Возвратилась из деревни Софья. Захлебываясь, перебивая себя, рассказывала обо всем, что видела, слышала, чему научилась. Оказывается, дойка дело не простое, с непривычки болят пальцы и суставы. Попробуй - ка каждый день, по нескольку раз, да три недели подряд! Пусть сам убедится, какие у нее стали сильные руки. А если еще и молоком умываться… Он не замечает в ней перемен, какая у нее стала бархатная кожа.  Пусть потрогает... Да и трещинки у глаз… А? Где они? То-то!
В деревню Софья ездила с левреткой Сюзанной, своей любимицей, черно - белой красавицей, с будто забинтованными ногами. Оставлять ее, изнеженную и капризную с Мироном Лукичом, было верхом безрассудства, этого не пережили бы ни Софья, ни Сюзи. Судя по-всему, на свежем воздухе, разборчивой в друзьях и еде итальянской борзой, жилось неплохо.
Поездка, благотворно сказалась на Софье, это было видно. Посвященный в ее секреты муж, пытался увидеть ему одному понятные метаморфозы, но не заметил ничего, что бросалось бы в глаза. Успокоился...
В какой-то из дней, Софья пришла с прогулки задумчивая и сосредоточенная. Случилось! Мирон вида не подал, был как всегда, предусмотрителен и деликатен. Софья ходила погруженная в себя, подолгу задерживая взгляд на картинах, столовой посуде. Чаще обычного, открывала шкатулку, примеряя небогатый набор "драгоценностей", чешскую бижутерию от "Яблонекс".
Вскоре, женщина ожила, повеселела. Ей нравилось описывать драматизм какой-либо картины, считая ее высокохудожественной копией Мане, Рубенса, Веласкеса. Ее проникновение в интригу, задумки художника, были на удивление глубокими. Правда, кое что выглядело спорным, но в целях лечебного эффекта, Мирон этим пренебрегал.

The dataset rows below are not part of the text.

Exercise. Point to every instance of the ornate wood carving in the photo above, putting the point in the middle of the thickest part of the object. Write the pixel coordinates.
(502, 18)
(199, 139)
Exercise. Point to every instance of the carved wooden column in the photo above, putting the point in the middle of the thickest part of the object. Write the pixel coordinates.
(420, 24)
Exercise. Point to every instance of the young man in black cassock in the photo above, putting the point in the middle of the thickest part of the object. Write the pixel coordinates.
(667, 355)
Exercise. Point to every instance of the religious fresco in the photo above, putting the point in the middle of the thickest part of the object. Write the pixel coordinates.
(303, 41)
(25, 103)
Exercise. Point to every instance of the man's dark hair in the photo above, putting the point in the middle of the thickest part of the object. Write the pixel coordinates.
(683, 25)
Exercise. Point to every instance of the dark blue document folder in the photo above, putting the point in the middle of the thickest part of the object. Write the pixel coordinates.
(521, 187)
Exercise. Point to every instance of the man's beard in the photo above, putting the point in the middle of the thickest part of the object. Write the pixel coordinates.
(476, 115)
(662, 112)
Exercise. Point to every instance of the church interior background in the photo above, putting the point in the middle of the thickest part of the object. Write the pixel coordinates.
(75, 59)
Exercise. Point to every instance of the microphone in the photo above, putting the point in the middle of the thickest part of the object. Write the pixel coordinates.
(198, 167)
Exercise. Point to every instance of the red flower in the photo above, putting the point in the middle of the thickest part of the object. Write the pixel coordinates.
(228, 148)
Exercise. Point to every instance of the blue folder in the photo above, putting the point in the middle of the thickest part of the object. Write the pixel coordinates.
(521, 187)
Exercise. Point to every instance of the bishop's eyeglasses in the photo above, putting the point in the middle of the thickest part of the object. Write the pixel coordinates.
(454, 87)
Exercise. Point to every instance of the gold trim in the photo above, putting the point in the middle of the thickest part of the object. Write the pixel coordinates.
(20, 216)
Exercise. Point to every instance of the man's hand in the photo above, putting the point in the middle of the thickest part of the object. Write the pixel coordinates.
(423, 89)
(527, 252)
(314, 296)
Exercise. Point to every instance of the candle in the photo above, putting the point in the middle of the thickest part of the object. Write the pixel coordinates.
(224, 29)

Главное помнить, что видит в картине Софья, в этом ключе и вести разговор. Не ошибаясь в авторстве, потакая всем ее суждениям.
Большой, на сорок восемь предметов сервиз, Софья сочла раритетом елизаветинских времен. Уверяя мужа - это подарок царственной Елизаветы, ветренице Лизке Воронцовой. Незадолго до того, она относила его к подаркам Петра 111 своей Лизавете, любовнице. Однако, после долгих книжных изысканий, остановилась на последней версии.

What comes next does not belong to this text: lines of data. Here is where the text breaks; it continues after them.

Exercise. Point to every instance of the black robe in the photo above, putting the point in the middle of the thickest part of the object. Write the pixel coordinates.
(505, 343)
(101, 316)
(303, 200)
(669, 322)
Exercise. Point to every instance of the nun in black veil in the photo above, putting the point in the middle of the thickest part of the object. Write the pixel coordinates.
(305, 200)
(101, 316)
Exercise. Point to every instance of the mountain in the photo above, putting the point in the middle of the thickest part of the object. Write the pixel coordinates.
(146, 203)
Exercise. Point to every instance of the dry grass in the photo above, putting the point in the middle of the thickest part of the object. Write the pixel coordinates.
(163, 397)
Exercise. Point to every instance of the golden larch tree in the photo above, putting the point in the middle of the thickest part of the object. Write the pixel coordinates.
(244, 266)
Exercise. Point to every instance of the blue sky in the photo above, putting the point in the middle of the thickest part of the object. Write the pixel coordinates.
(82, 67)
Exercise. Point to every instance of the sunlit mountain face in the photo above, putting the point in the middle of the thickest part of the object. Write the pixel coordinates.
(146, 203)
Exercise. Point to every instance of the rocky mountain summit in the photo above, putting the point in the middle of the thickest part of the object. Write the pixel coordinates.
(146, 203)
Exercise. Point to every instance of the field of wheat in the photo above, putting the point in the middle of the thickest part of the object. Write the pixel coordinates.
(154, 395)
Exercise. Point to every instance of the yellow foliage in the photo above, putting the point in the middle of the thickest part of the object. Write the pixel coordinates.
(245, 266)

Скоро Мирон знал: где и какого века изделие у них стоит, где чья копия картины висит на стене.
Оба они были пенсионерами, но благодаря дворянской родословной Софьи, худо - бедно обеспечены. Они позволяли себе путешествовать по стране, посещая музеи, храмы, монастыри. Это, давало им небывалый заряд бодрости, питая души благодатью и покоем. Сюзи оставляли на это время знакомым.
Единственная их дочь, Елена, вышла замуж за бразильца, и жила у мужа на его родине, в Ресифи. Родителей посещала редко: то ли из-за визовых сложностей, то ли нежелания мужа. Как бы то ни было, Лена считалась ломтем отрезанным, на нее рассчитывать не приходилось.
Прошло много месяцев.
- Софья Тарасовна, только что ушла от меня, - раздался звонок от врача. - Ее сознание разблокировано. У нас с ней уговор, вернуться к исходному состоянию по самочувствию. Следите за ней, за собой тоже.
Софья вернулась чем-то озабоченная, долго стояла в прихожей, критически оглядывая ее интерьер. Прошла в гостиную, пробежала взглядом по картинам.
- Мирон, как считаешь, у нас хорошая подборка произведений? - Гармонично ли все смотрится?
- О чем ты Софья! - искренне возмутился муж. - Ты же сама все обставляла! Те, кто у нас бывают, находят обстановку уютной. Никто не считает ее кичем, ты же это имеешь ввиду? Может, ты кокетничаешь Софи, признайся? Хочешь услышать от меня очередной комплимент, шалунья?
- Оставь Мирон свои гусарские штучки! - Софья без видимой причины раздражена. - Я давно не обращала внимания на наши картины, не скрою, подзабыла кое-что. Будь добр, напомни мне.
- Хорошо! - хозяин брал инициативу в свои руки. - Вот тициановская "Даная", здесь комментарии излишни; "Святое семейство" Рафаэля; Лукас Кранах, "Мадонна с младенцем под яблоней"; Боровиковский, "Портрет Лопу…"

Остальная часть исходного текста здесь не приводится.